Nos écolos vénèrent l'Allemagne pour sa sortie du nucléaire (-9.6 GW) mais oublient les centrales à charbon/lignite (+9.8 GW) qui vont avec. pic.twitter.com/OEIPiGEMNk
— Nicolas Meilhan (@NicolasMeilhan) September 22, 2017
Bouglé dit ne pas comprendre le combat de ces militants écologistes, «des idéologues complètement détachés de la réalité», à l’encontre de cette source d’énergie.
Insécurité nucléaire, un manquement des politiciens
Deux dangers du nucléaire sont régulièrement présentés, les déchets nucléaires et le risque d’un accident similaire à ceux de Tchernobyl ou de Fukushima. Bouglé évoque le prix Nobel français de physique en 2018, Gérard Mourou, qui a annoncé savoir comment réduire la radioactivité «de plusieurs millions d’années à trente minutes» de ces déchets, au moyen du laser. Optimiste, le militant estime que cette question sera réglée d’ici quelques années. Quant au risque d’explosion, il appelle à des investissements supplémentaires dans la recherche et le développement. Bouglé déplore ainsi le déficit de cadre et d’ingénieurs spécialistes, une situation qui serait encouragée selon lui par certains hommes politiques et qui serait à l’origine de cette «insécurité nucléaire».
«Alors que tous les pays dans le monde, que ce soit les États-Unis, la Chine, la Russie, sont en train de développer leurs capacités en la matière, nous détruisons toute la filière nucléaire et cette destruction peut avoir effectivement des conséquences.»
La fin du nucléaire en France, qui en profiterait?
Évoquant un débat idéologique irrationnel, l’interlocuteur de Sputnik parle aussi géopolitique, affirmant que certaines puissances utilisent l’éolien afin de «détruire notre filière électrique compétitive», peu onéreuse pour mettre en place une électricité issue du mix énergétique –éoliennes et panneaux– dont il évalue le coût entre 120 et 150 milliards d’euros pour le contribuable français.
Sous des «prétextes politiques», il considère que la France se dirige dans une impasse «au service des États-Unis qui n’aiment pas notre nucléaire», et «au service de l’Allemagne qui a intérêt à assurer la compétitivité de son électricité d’origine charbonnière», représentant plus de 30% de la production électrique allemande.
La problématique avait déjà été soulevée par la sénatrice Anne-Catherine Loisier dans une question écrite adressée en décembre 2018 à François de Rugy, alors ministre de la Transition écologique et solidaire.

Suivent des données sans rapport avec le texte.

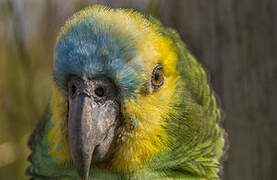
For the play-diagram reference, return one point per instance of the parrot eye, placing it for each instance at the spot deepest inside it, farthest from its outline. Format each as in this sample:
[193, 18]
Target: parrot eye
[157, 78]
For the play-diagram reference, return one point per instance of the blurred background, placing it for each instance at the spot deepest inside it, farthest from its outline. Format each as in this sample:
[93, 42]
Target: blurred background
[235, 40]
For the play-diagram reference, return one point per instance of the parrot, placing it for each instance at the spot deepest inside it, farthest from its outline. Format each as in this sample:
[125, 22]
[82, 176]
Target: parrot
[128, 101]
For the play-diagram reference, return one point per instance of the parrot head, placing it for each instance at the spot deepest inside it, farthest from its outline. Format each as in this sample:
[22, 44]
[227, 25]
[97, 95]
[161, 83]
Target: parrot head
[128, 95]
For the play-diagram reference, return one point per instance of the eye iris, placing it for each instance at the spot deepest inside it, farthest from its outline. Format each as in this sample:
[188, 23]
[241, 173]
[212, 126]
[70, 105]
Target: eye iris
[157, 76]
[73, 89]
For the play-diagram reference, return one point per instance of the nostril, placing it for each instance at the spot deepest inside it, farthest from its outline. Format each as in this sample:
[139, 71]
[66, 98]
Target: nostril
[99, 91]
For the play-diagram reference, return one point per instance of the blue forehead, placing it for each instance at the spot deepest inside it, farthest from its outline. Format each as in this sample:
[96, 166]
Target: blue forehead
[90, 49]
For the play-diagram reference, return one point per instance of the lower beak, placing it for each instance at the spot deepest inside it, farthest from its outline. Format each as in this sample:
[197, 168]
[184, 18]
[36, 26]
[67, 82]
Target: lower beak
[88, 124]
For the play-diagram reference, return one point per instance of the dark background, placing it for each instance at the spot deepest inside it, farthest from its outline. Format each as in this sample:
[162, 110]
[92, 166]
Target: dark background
[235, 40]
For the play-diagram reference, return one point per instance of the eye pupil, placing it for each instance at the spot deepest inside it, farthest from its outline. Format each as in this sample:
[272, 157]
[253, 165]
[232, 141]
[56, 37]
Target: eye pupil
[99, 91]
[73, 89]
[157, 76]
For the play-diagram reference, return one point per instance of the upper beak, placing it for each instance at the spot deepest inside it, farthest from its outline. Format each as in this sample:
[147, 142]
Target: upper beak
[88, 125]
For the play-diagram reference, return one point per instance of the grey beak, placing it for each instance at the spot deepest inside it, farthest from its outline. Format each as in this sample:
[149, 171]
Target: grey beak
[89, 121]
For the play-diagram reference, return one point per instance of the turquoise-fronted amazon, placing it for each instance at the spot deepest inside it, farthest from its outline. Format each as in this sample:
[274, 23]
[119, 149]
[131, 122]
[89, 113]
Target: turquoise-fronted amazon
[129, 101]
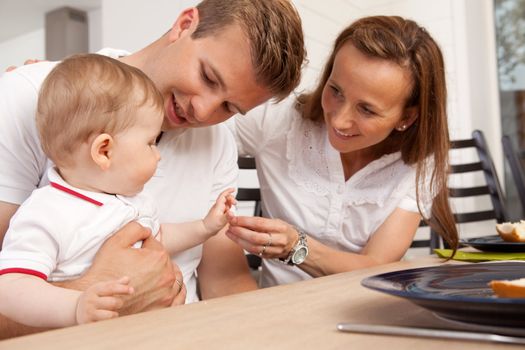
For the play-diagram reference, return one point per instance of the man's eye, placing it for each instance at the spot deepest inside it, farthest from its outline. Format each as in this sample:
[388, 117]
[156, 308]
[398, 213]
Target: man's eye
[207, 79]
[335, 91]
[366, 110]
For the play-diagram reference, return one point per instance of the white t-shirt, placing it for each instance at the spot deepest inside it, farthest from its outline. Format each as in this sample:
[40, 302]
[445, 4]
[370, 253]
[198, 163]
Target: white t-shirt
[57, 231]
[196, 163]
[302, 182]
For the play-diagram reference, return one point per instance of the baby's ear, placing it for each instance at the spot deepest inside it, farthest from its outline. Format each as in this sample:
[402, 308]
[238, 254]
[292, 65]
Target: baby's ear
[101, 150]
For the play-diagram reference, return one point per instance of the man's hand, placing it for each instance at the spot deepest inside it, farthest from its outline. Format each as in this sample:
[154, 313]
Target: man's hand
[102, 301]
[152, 274]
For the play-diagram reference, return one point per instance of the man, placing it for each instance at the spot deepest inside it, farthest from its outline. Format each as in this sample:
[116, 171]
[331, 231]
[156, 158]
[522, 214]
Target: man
[218, 59]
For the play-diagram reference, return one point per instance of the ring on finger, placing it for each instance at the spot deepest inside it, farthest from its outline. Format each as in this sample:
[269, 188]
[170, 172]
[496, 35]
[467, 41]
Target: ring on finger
[263, 250]
[269, 244]
[179, 283]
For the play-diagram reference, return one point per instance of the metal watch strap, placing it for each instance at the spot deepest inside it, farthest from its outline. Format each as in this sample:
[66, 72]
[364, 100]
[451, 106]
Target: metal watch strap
[301, 241]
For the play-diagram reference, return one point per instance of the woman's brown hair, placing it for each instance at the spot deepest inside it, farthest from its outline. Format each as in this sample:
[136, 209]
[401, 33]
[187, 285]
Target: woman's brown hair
[426, 142]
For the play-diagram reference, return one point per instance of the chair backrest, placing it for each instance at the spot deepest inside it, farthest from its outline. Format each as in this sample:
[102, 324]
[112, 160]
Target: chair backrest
[491, 188]
[515, 167]
[245, 194]
[249, 194]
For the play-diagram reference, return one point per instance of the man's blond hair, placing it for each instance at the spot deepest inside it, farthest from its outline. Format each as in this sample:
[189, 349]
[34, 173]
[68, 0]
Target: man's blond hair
[273, 28]
[86, 95]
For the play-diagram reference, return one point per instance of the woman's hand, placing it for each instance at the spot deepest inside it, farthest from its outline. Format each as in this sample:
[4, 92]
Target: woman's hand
[268, 238]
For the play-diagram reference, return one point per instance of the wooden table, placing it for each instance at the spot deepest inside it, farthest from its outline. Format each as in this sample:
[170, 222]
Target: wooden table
[297, 316]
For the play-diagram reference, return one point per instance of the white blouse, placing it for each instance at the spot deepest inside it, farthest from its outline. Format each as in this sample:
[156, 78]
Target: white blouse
[302, 182]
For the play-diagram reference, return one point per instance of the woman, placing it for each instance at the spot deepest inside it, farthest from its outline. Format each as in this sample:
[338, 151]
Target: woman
[348, 171]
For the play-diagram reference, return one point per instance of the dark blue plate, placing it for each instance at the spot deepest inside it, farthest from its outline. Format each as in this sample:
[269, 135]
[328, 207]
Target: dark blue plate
[458, 292]
[494, 244]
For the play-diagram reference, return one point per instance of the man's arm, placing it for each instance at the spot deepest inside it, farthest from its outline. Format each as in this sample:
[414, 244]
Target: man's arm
[150, 269]
[223, 269]
[9, 328]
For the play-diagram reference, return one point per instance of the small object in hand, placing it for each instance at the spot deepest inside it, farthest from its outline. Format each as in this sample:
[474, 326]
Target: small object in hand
[512, 231]
[509, 288]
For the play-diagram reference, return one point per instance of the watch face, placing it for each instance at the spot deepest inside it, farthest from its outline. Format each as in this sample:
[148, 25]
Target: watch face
[300, 255]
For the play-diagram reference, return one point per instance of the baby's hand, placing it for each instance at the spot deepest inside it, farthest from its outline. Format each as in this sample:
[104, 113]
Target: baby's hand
[101, 301]
[220, 213]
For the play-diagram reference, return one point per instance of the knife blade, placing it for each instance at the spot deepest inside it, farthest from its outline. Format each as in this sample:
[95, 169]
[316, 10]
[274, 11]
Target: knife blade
[428, 333]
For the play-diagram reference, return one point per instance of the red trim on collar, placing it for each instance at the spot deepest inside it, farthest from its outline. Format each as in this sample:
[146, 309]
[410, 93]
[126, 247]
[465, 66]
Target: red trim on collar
[24, 271]
[76, 194]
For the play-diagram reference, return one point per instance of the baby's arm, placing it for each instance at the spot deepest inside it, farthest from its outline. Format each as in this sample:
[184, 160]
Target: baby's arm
[34, 302]
[179, 237]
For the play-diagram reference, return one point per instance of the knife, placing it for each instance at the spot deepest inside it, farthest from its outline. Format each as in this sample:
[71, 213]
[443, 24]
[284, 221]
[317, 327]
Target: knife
[428, 333]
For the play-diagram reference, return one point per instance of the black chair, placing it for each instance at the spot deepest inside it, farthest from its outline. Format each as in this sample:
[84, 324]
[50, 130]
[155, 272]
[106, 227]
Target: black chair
[515, 167]
[245, 194]
[249, 194]
[491, 188]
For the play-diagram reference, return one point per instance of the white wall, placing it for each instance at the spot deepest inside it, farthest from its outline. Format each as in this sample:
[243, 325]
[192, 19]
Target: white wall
[20, 48]
[133, 24]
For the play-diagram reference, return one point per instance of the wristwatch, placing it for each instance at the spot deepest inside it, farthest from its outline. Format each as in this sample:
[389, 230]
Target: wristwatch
[299, 251]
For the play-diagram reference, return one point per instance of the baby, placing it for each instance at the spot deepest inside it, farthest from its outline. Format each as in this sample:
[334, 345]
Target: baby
[98, 121]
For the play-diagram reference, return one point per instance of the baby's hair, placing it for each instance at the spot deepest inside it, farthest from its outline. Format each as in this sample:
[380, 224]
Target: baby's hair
[86, 95]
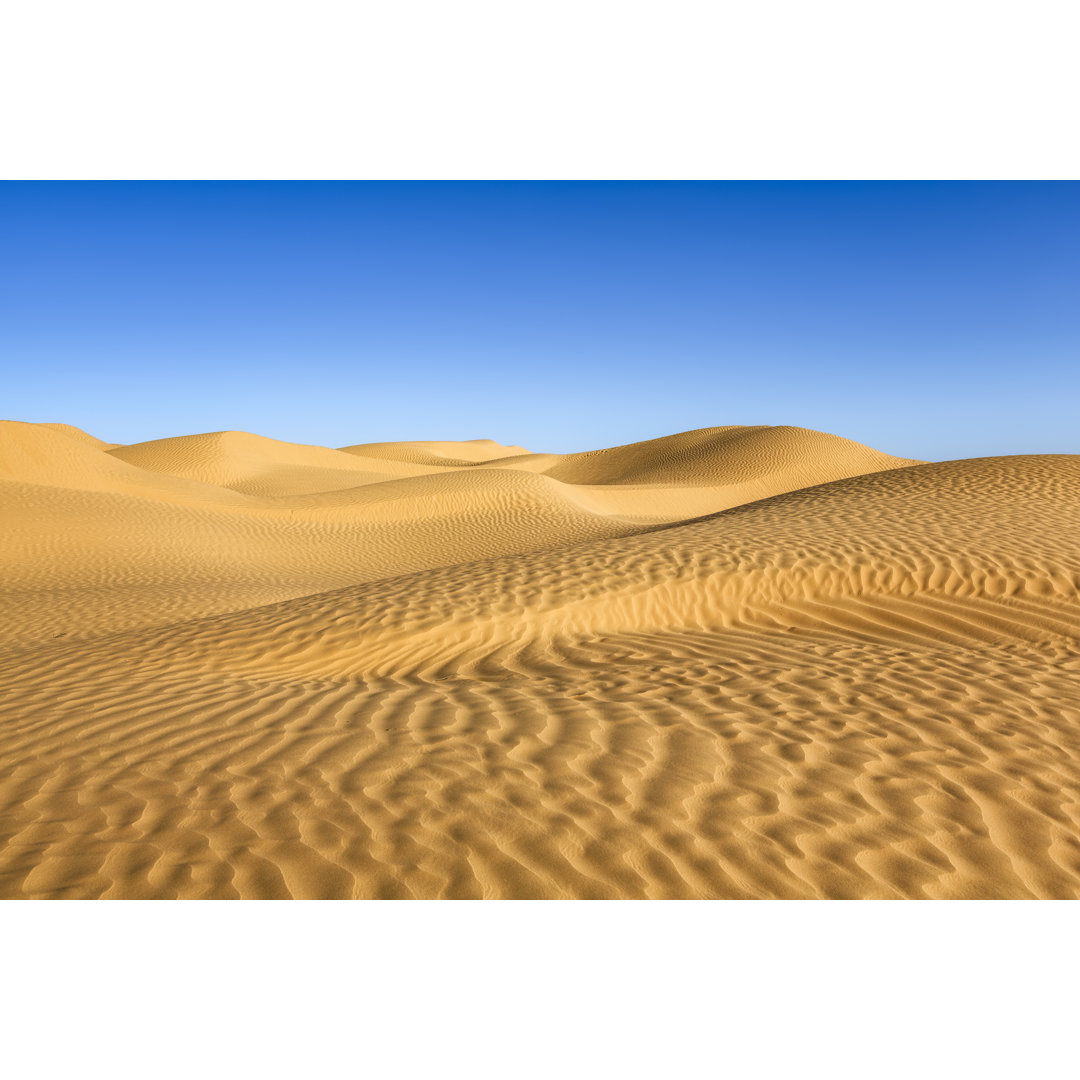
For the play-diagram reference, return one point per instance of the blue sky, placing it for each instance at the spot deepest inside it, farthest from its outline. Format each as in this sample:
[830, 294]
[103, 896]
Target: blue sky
[928, 320]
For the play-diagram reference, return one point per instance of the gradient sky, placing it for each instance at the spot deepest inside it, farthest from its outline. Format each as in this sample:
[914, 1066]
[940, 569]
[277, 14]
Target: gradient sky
[935, 321]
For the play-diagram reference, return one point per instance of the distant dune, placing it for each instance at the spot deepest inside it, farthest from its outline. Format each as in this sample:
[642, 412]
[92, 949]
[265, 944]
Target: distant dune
[736, 662]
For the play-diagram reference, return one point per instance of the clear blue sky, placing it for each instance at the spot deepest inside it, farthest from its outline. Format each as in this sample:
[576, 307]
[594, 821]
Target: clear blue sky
[928, 320]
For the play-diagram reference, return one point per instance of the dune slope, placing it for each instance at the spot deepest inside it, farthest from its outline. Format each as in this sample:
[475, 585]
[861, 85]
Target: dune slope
[864, 688]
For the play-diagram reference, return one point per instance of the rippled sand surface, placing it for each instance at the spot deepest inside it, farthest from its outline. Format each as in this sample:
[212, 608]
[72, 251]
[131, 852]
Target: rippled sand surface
[738, 662]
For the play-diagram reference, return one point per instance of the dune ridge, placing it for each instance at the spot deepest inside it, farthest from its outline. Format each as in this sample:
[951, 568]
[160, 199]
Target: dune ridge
[733, 663]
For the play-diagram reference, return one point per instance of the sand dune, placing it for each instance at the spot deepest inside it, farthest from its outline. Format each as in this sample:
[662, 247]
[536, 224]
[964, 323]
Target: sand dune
[738, 662]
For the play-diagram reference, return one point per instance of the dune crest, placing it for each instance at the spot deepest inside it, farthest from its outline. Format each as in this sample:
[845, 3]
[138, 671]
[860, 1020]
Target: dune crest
[736, 662]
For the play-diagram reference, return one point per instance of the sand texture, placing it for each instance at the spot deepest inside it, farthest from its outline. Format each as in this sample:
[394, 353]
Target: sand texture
[731, 663]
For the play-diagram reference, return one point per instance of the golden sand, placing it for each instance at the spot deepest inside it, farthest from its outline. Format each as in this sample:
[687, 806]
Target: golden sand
[737, 662]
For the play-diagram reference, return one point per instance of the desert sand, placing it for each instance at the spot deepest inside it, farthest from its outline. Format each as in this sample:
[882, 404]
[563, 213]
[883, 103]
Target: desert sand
[731, 663]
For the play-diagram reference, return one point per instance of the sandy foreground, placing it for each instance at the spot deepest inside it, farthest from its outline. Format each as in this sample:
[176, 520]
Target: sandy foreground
[737, 662]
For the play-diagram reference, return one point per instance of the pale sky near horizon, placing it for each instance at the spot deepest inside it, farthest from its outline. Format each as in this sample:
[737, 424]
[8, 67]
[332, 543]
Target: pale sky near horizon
[934, 321]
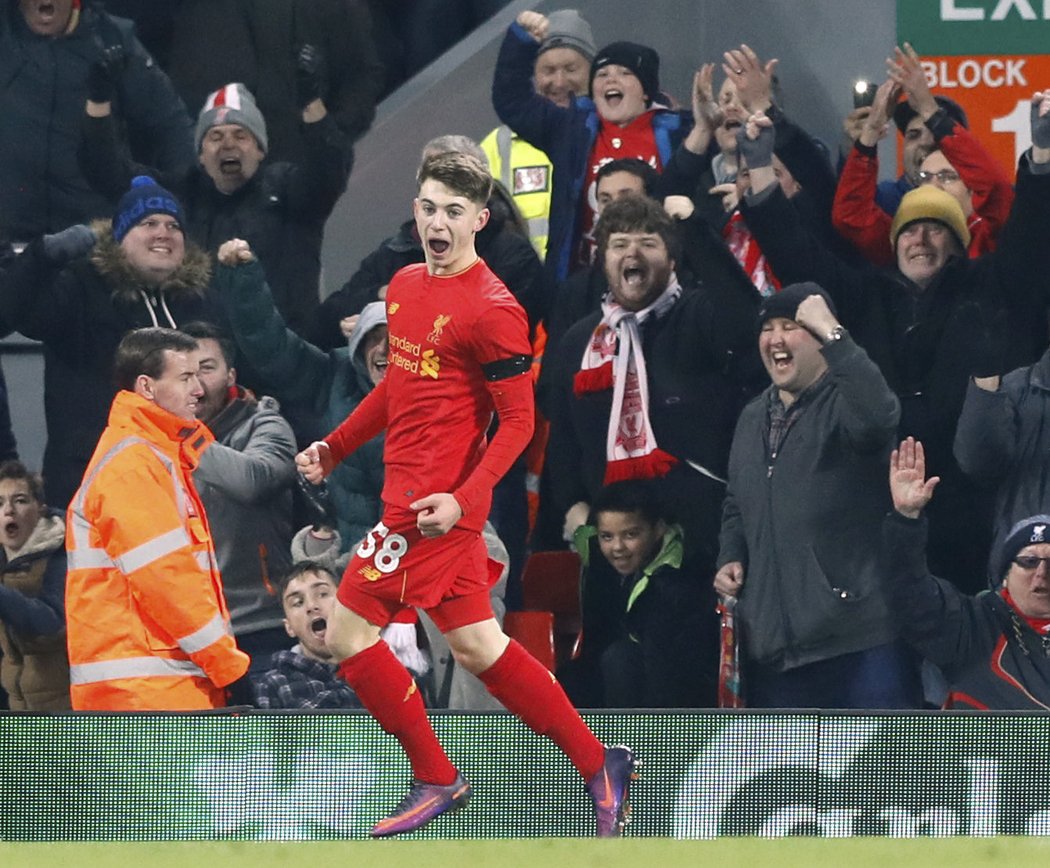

Celle-ci s’était insurgée que certains lobbies allemands se réjouissent de la fin du nucléaire en France «pour assurer la compétitivité de l’électricité d’origine charbonnière». Bouglé y voit ainsi une totale contradiction avec cet objectif affiché de transition énergétique:
«Au nom de l’écologie, on assure le développement d’une électricité extrêmement polluante, le charbon, c’est extrêmement grave. Alors que cette usine pouvait fonctionner encore une vingtaine d’années, qu’elle était totalement amortie, nous n’allons pas bénéficier de cette électricité également productrice d’emplois. La fermeture de Fessenheim va avoir des impacts sociaux extrêmement élevés, on est dans un scandale inacceptable pour notre pays», conclut l’expert.